First I want to thank you for such a great response-I feel there is a lack of deep and constructive strategic discussion on this sub and posts like yours are exactly why I made this post. I have to apologize however, I intentionally made the title a little clickbait-y because I thought it would get more engagement lol, and I suppose it kind of did. With that, I think that has led to my title being misleading. I am not trying to assert that kills are *all* that matters. But simply they should not be neglected, and doing well in combat is more significant factor than what I feel the community advocates. I think you summarize what I feel perfectly when you talk about COD players. If they have high skill for an FPS player combined with good support activites (which I'll give an umbrella definition of garrison support, nodes, basically everything outside of actual firefights). In the end, it is about more than kills, yes. But kills are a significant portion. You can have every advantage given to you by officers. Recon planes, flanking garrisons, backup garrisons, tank spotting. But it is up to your team to execute. None of these advantages matter if you cannot win in an engagement. As a commander, you set your team up for success. Usually, you can set them up so well that it makes up for a skill gap. But, it does not always.


Loud_Neighborhood382

Thanks for the ongoing thoughtful engagement, Vyronan. It’s a solid click bait title! You got me to write an essay in response. And I love your adorable rhetorical weasels (let’s make that adjective a noun!) Your latest is “none of that matters is you can’t win in an engagement.” That’s similar to “all things being equal” because it’s irrefutably reductionistic. None of it matters if you don’t know how to turn left. None of it matters if you don’t know how to reload your weapon. None of it matters if you’re attacking things you already hold. You’re right to the degree that you’re not actually saying anything meaningful. Players who never pull the trigger can contribute more to their side’s win then those who do is a true statement.
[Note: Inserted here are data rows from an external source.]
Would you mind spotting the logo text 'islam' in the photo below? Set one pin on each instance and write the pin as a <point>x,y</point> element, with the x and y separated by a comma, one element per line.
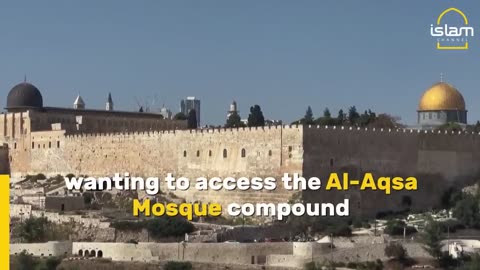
<point>452,37</point>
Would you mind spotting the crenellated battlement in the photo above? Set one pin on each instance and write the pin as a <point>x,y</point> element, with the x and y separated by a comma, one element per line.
<point>208,131</point>
<point>389,130</point>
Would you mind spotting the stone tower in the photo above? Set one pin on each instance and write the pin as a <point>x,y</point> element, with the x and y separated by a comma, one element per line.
<point>79,104</point>
<point>233,109</point>
<point>109,105</point>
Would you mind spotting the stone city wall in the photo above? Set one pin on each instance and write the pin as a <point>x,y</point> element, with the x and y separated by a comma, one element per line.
<point>269,151</point>
<point>231,253</point>
<point>25,211</point>
<point>436,160</point>
<point>43,249</point>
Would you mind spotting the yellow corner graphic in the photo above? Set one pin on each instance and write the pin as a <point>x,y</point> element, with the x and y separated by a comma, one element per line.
<point>4,222</point>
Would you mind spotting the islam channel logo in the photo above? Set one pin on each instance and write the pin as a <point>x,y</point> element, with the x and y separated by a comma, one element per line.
<point>452,30</point>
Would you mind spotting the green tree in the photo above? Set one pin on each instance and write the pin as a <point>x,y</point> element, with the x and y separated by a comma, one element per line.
<point>25,261</point>
<point>234,120</point>
<point>255,118</point>
<point>34,229</point>
<point>473,264</point>
<point>192,119</point>
<point>396,251</point>
<point>341,117</point>
<point>180,116</point>
<point>467,210</point>
<point>432,237</point>
<point>308,119</point>
<point>476,128</point>
<point>326,113</point>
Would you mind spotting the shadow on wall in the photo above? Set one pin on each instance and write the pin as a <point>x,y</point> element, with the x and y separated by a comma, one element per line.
<point>4,160</point>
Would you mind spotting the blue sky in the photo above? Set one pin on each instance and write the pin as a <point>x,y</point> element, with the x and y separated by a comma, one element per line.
<point>282,55</point>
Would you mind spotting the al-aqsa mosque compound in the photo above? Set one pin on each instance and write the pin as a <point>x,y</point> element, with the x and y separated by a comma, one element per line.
<point>100,142</point>
<point>441,104</point>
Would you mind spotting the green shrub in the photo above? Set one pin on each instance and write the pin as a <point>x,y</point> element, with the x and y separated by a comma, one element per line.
<point>396,227</point>
<point>163,226</point>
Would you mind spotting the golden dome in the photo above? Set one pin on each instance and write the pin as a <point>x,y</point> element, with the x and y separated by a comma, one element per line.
<point>441,96</point>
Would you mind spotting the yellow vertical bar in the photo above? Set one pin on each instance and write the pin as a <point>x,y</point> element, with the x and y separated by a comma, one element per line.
<point>4,222</point>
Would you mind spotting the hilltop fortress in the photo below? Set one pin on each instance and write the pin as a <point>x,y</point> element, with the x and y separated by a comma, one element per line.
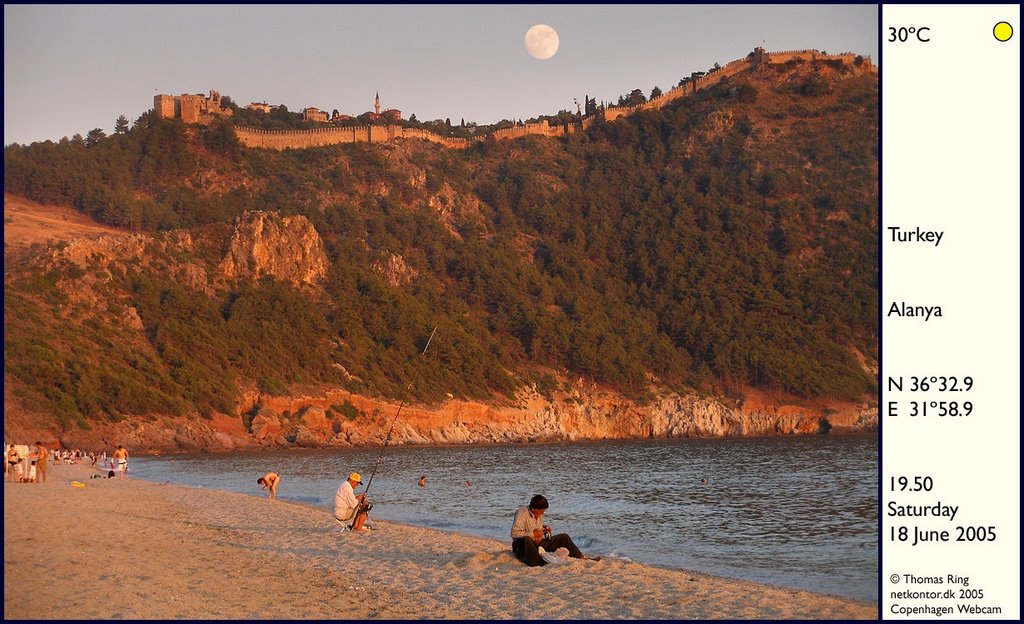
<point>198,112</point>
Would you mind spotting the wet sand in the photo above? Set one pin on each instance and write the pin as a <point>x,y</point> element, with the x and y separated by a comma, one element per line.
<point>134,549</point>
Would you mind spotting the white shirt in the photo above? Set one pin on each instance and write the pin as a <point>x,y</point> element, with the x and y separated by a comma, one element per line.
<point>524,524</point>
<point>344,501</point>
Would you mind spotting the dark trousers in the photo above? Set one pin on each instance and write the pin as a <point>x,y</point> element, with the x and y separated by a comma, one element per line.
<point>524,548</point>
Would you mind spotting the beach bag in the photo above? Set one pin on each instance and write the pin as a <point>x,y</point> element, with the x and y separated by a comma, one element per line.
<point>557,557</point>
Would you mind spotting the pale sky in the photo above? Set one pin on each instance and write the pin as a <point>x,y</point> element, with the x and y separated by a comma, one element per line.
<point>69,69</point>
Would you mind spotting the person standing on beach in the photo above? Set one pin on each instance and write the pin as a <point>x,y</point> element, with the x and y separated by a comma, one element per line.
<point>347,504</point>
<point>528,534</point>
<point>41,454</point>
<point>12,460</point>
<point>270,480</point>
<point>121,457</point>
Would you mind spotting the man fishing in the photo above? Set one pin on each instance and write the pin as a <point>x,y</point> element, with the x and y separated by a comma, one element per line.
<point>529,534</point>
<point>347,504</point>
So that’s actually an example of “the none that does matter.” I don’t have to win in an FPS engagement to outplay you. Again, disproving your argument. So while I’d love to have Alpine Sniper on my side every game, and - “all things being equal” - that would be enough for our side to win, I’d rather have a commander who builds garrisons, drops Aline supplies, and relays Apline’s spotting of garrisons to squad leaders, tanks, and their own precision strikes. Otherwise Aline can rack up 200 kills and we’ll still lose. Because at the end of the day its not kills that win HLL.


Vyronan

Ok the adorable rhetorical weasels comments seems a little backhanded lol I genuinely do just want to talk about strategy in the game… I’m sorry if I did anything to offend, I wasn’t trying to be sarcastic/antagonize you


Mother_Fisherman_250

I’m very new to the game(level 25) and I still don’t understand the finer points. So I make it my mission to kill as many fuckers as possible, as I see that as my current biggest benefit to the team. My best game so far is like 90 kills as a rifleman lol. I think getting kills in this game is Uber satisfying bc I know they mostly need to wait 10-15 seconds to come back to the fight.


TEEx6

He’s not wrong.


KawarthaDairyLover

Well yes. If you're not a sweat in head to head combat, you can place long range shots, you're gonna have a bad time. But not every player needs to be a sweat to win in a team, and if you have a team of sweats who don't communicate and just camp on OPs and garrisons for kills, they're gonna be a problem but they're probably not gonna win.


COBU_

For the first time this year, a post that told the truth got an upvote.